|Perl: the Markov chain saw|
Re^2: exports -- which module exports are used? (parsing)by tye (Cardinal)
|on Sep 17, 2013 at 14:45 UTC||Need Help??|
I mentioned this in my write-up. So far I actually like seeing the false positives (except sometimes for POSIX.pm because it exports such a huge number of simple English words) because sometimes they call out out-of-date comments, out-of-date logging, or commented-out code. Even in the case of POSIX, the overhead of stripping out the false positives by hand is little work, IME.
I could use PPI or a compiler back-end (such as B::Xref) or an op-tree inspector.

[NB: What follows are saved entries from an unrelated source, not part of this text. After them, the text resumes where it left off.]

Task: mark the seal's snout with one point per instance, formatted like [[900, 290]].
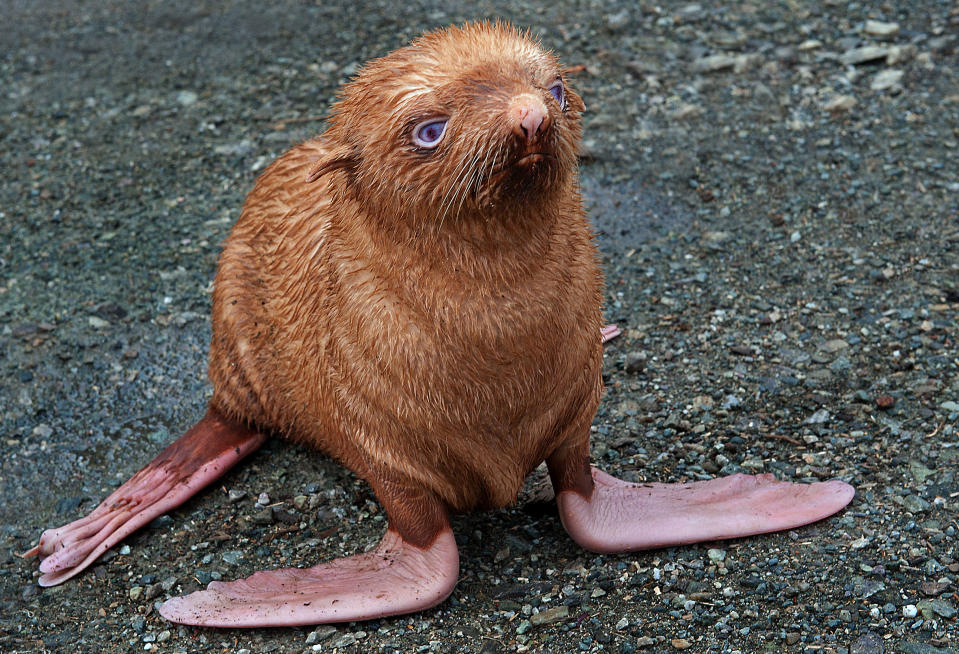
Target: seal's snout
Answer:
[[529, 117]]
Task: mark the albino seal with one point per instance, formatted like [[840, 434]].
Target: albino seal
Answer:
[[416, 293]]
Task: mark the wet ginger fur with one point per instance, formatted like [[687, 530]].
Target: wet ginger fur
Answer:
[[439, 271], [416, 293]]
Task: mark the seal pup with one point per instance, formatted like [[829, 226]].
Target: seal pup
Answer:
[[416, 293]]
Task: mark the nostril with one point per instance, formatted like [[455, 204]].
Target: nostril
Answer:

But not only would that skip the so-called "false positives" that I'm interested in (as well as the annoying real false positives), but it would also miss uses inside of simple eval $string constructs.
But I am considering using a compiler back-end to separate out the unambiguous uses that can be summarized more succinctly and keep the current output format for only the "likely false positives". B::Xref sounds almost tailor made for this type of application.
However, after running B::Xref on a couple of example modules and scripts, I found that not only did its output contain a lot of information that is not applicable (which wasn't a surprise), but I found a shocking 0% of the desired information in the output. I also found quite a bit of information that looked simply invalid.
Now having looked at B::Xref more extensively, I suspect that I just couldn't find the relevant information amid the huge volume of uninteresting or bizarre information (but I also didn't do the deeper look on as many examples). Unfortunately, giving it the "-d" option not only eliminated the information it is documented to remove (none of which I was interested in), but reduced the output to a tiny amount of information, excluding everything applicable to this problem. This leaves me a bit wary of the soundness of the module.
So picking a single symbol so that I could filter out the irrelevant information, I was able to look closely and it seemed to find all of the uses of that symbol. Unfortunately, the line numbers are only accurate to the "statement" level, which makes lining up these with the string matches I already find significantly more challenging. But if I only show the "false positives" for symbols that have no known positives, then that is probably workable.
I also hope to evaluate PPI in relation to this. I have other nefarious uses I hope to execute via PPI, after all.
However, the work required is significant enough and the potential gain minor enough, that I won't be surprised if I never get around to producing any useful improvements. I only have so many files of Perl code to run this against and the major benefit is from the first run. I never had a need for this tool for my own code.
But I do plan to put this on github which will make it easy for others to cooperate in extending it however they see fit.